Gallagher was lucky enough to have two bandmates as good as he was. Bassist Ritchie McCracken and drummer John Wilson are right there with him as he rips into “What’s Going On,” and the three push each other forward. Their interaction throughout the performance is like Cream’s on a good night. Taste could stomp through “Catfish Blues” or “Morning Sun” with abandon, but in the improvisational sections they weave around each other, creating momentum and excitement.
Three songs from an appearance on the German TV show Beat Club, included here as bonuses, prove that Taste’s strong showing at the festival wasn’t a fluke -- the band was always a potent live act that stretched itself. In the jazzy “It’s Happened Before, It’ll Happen Again” Gallagher even picks up a saxophone for a few credible bars. Three promotional videos show the kind of visual experimentation that American viewers would only begin to see more than ten years later, when MTV debuted.

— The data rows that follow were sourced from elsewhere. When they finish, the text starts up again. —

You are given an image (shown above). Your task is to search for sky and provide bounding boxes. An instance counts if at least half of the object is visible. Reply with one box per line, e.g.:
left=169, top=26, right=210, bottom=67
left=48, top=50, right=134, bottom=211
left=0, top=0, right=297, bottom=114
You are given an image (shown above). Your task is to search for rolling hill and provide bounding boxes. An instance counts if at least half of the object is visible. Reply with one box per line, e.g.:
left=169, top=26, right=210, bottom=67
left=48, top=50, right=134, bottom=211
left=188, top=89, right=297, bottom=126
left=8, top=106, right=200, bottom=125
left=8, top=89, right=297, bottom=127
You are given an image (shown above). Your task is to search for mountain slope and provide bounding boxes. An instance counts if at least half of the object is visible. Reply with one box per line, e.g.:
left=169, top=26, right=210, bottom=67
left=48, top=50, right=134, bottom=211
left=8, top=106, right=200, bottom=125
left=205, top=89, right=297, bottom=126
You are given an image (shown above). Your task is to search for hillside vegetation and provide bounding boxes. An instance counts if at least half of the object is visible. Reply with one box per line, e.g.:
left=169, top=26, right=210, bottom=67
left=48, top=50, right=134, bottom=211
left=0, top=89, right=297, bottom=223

Murray Lerner’s filming of the Isle of Wight show captures not just the excitement of Taste’s performance, but the size and atmosphere of that huge festival. The documentary, which includes the Isle of Wight footage in full, is presented in 16:9. There’s also a menu option to play the concert film in its original 4:3 aspect ratio. The menu lets you skip ahead during the feature to the performance, and the images look better in 16:9. Images are sharper, and colors are more vivid.
The 4:3 version of the concert is in LPCM stereo; the feature offers that option, plus 24-bit/96kHz DTS-HD Master Audio in 5.1-channel surround. Choose the DTS, which is much more open and detailed. Gallagher’s voice is sometimes lost in LPCM stereo, but in surround his singing and all three instruments have more space to stretch out.
Watching this concert and listening to recordings by Taste, I found myself wishing Gallagher had stayed with this band. McCracken was as melodically exciting a bassist as Gallagher was a guitarist, and Wilson was a driving, inventive drummer. To watch and hear What’s Going On: Live at the Isle of Wight is to enjoy a great moment in rock history and wonder what might have been.